What Does It look Like When a Healthy Community Responds to a Pandemic? 

As we enter further into 2021 in the midst of the ongoing global pandemic, Vista Hermosa Foundation partners continue to share inspiring stories of community resilience.  While each partner responded differently,  in every instance the crisis served as a trial for the holistic community-led development practiced long before March 2020. Where staff could not reach communities due to shelter-in-place orders, local leaders rose to meet the needs and respond to the difficulties of this unprecedented year. 

In rural areas of Haiti’s southern Camp Perrin district, community nurses traveled to villages to spread information about COVID-19, debunk myths, and distribute hygiene and sanitation supplies. Small businesses made masks and peanut butter for nutritional supplements. Teachers conducted bi-weekly home visits with students, bringing them school materials and explaining lessons. 

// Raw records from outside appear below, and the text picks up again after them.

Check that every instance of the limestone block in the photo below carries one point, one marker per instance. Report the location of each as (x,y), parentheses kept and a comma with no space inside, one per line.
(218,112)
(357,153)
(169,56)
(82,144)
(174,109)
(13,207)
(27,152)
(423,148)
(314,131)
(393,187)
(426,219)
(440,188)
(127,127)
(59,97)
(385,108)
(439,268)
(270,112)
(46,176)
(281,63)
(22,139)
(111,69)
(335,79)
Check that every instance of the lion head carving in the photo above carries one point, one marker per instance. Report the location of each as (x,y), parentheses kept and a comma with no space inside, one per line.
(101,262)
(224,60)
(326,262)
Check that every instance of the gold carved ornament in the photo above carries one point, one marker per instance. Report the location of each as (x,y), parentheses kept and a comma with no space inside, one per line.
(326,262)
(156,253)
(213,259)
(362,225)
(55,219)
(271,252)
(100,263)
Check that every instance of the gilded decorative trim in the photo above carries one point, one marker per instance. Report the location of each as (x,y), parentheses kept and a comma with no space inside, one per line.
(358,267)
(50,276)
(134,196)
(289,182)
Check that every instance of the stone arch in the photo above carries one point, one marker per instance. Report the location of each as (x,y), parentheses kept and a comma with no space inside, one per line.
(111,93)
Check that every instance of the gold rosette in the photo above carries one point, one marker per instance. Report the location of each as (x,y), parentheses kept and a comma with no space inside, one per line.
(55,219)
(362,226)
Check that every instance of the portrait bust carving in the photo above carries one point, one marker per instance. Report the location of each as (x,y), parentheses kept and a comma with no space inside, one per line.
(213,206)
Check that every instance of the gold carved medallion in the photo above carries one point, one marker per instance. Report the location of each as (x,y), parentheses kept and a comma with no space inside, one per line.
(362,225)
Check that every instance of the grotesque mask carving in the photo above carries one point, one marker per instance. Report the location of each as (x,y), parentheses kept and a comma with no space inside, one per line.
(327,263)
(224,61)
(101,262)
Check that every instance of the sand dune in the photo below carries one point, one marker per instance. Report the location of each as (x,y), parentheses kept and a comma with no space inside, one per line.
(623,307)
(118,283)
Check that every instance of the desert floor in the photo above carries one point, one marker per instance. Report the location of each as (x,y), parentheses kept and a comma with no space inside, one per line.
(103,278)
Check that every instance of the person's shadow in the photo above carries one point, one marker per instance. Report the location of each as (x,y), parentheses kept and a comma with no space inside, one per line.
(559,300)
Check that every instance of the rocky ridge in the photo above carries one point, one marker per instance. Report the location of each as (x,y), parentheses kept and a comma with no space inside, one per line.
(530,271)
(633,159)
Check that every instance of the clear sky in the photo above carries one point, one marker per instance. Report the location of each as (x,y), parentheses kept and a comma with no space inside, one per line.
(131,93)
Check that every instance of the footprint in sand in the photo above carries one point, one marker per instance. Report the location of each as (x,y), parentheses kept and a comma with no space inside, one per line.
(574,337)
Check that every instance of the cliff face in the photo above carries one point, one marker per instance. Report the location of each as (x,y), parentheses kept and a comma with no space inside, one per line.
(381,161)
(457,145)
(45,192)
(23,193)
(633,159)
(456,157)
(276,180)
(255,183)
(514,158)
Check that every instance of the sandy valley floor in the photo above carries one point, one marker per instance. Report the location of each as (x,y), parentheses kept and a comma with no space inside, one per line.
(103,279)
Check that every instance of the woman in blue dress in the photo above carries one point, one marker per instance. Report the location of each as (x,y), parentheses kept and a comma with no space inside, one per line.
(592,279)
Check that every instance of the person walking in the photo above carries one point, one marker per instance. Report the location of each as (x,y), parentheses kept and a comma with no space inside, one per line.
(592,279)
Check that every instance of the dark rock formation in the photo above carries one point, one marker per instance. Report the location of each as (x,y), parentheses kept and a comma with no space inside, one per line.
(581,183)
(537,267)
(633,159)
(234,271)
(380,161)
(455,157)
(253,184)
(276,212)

These approaches were organized through Communities Organizing for Haitian Development (COFHED), founded by Madeleine and Nicaise Avignon. The success of these measures during this difficult period of Haitian history (which has seen political and economic crises in addition to the pandemic) can’t be attributed to savvy crisis response alone. COFHED started working in the village of Lougou in 2003, responding to residents’ request for “community-led initiatives that would address the spiritual, economic, social, and environmental factors affecting their lives.” The young people leading the local COVID-19 task force today — the engineers, nurses, educators, agricultural technicians, pastors, and accountants — were children in the Lougou Education Program years ago. These young people have a heart for their communities and the capacity to act. Their belief in themselves translates to an expression of love in their communities that creates resiliency before catastrophe strikes.

Madeleine lights up when she talks about her students — Field Catalyst Trainees enrolled in COFHED’s Train the Trainer Community Engagement Program.  The program puts forth a new model for citizenship in rural Haiti, one based in the caring relationships of community, trust, and everyday support. Madeleine’s passion is a desire for discipleship, and says that the need for change, engagement, and community empowerment cannot rest solely, or end, with her. One of the young women in the program, Enante (below) describes her experience:

“The training awakens in me a sense of citizenship… I have a different set of lenses to see what we have as assets, what does not work in my community.  I have dreams and visions…  dreams to change the statistics that make us fragile citizens, dreams for transformational change.”  

Field Catalysts are seeds in rural areas that COFHED may not be able to reach, flowering as communities come together with excitement and confidence that they can make their collective vision happen, believing they have a calling and something to contribute.